I asked him a question that had been on my mind for some time, one which I think many people will resonate with. How can someone who undoubtedly benefits from white privilege initiate and explore the topic of racism without seeming disrespectful or inauthentic?

“It’s really just knowledge, learn what is acceptable to say and what isn’t so that you understand the boundary and never have to cross it. Understand that mixed-race people come from two cultures; just because I have white attributes that doesn’t mean I’m not black at all. There is no need to assume that everything you’re going to say might offend us, it’s the way you go about saying it. If you’re defensive, I’m gonna be defensive. People only think stereotypes are true through a lack of understanding. If you have a black friend or a friend from another culture, ask loads of questions, in the correct way.”

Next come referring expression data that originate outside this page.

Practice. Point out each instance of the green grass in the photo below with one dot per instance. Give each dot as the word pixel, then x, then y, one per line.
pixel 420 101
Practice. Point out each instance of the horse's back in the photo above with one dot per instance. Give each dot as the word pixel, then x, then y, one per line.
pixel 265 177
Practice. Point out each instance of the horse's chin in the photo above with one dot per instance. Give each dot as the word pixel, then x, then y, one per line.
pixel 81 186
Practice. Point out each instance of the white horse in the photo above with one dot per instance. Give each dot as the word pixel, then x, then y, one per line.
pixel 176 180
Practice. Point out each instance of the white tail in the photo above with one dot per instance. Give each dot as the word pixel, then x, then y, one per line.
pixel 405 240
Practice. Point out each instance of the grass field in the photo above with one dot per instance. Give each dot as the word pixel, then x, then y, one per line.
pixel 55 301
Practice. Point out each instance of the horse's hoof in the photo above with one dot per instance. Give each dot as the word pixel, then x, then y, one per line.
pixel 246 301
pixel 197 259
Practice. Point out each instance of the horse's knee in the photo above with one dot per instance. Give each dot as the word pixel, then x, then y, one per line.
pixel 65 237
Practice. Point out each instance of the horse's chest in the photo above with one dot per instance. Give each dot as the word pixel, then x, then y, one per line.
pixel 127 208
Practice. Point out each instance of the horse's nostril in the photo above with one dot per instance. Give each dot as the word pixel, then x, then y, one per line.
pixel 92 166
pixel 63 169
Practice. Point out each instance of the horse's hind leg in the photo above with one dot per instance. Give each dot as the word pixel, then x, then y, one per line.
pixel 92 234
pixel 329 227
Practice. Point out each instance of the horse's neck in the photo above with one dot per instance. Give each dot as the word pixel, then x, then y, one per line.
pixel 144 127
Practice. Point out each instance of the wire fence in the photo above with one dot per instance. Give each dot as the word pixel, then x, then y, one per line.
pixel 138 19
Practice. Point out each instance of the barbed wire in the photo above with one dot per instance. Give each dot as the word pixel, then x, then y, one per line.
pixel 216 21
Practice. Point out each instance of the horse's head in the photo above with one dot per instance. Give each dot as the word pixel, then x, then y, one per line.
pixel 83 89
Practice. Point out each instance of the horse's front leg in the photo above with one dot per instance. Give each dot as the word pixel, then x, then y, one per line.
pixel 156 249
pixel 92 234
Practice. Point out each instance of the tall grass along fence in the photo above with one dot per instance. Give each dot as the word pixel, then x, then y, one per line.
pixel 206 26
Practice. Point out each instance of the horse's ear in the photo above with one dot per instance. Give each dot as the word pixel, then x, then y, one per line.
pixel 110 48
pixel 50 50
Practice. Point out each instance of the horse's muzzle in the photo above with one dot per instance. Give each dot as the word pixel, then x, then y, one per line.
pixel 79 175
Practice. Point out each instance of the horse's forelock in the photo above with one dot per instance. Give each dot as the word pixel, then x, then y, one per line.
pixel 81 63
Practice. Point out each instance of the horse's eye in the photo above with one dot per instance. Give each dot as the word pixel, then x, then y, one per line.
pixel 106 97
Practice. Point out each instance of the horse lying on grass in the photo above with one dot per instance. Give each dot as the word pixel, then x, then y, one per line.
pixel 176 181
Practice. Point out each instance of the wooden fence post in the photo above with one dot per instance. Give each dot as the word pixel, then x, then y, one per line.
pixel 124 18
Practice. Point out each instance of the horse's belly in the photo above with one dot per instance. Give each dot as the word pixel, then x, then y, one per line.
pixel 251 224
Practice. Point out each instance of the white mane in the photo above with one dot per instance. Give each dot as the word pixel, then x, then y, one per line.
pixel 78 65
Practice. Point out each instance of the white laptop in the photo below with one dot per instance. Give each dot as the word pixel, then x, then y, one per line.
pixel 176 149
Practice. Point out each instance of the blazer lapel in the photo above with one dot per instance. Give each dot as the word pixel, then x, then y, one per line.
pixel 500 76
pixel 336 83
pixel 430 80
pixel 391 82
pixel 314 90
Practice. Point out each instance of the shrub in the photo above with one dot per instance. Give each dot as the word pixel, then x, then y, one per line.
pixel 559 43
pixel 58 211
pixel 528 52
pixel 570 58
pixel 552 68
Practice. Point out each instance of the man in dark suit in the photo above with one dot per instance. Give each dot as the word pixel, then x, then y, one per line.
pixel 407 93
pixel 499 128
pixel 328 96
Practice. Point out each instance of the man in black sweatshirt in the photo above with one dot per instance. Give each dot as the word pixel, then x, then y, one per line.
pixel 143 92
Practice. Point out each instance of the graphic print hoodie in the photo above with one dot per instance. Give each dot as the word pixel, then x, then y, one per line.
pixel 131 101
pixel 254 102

That’s exactly why alongside signing petitions, educating yourself on the history of white supremacy and attending protests, one of the most useful resources available to us right now might just be our voices. By both speaking up when you hear a racist comment, having constructive conversations and being confident in confronting people’s views, you might be able to further change. As a placard at the protest rightfully stated; understanding that black lives matter more than your white friends’ feelings.

I had to explain to my best friend of ten year’s mum that racism is far more of an issue in the UK than she believed it to be—this is an example of the work that needs to be done behind closed doors. It won’t be easy and it won’t happen by itself. The excuse of ignorance in different generations is not a valid one. It is in these moments which are not shared on Instagram that our dedication to this movement is truly challenged as we must push aside the presence of our ego in order to rip the roots of systemic racism from under the ground.

Are you willing to take part or will you watch from the sidelines?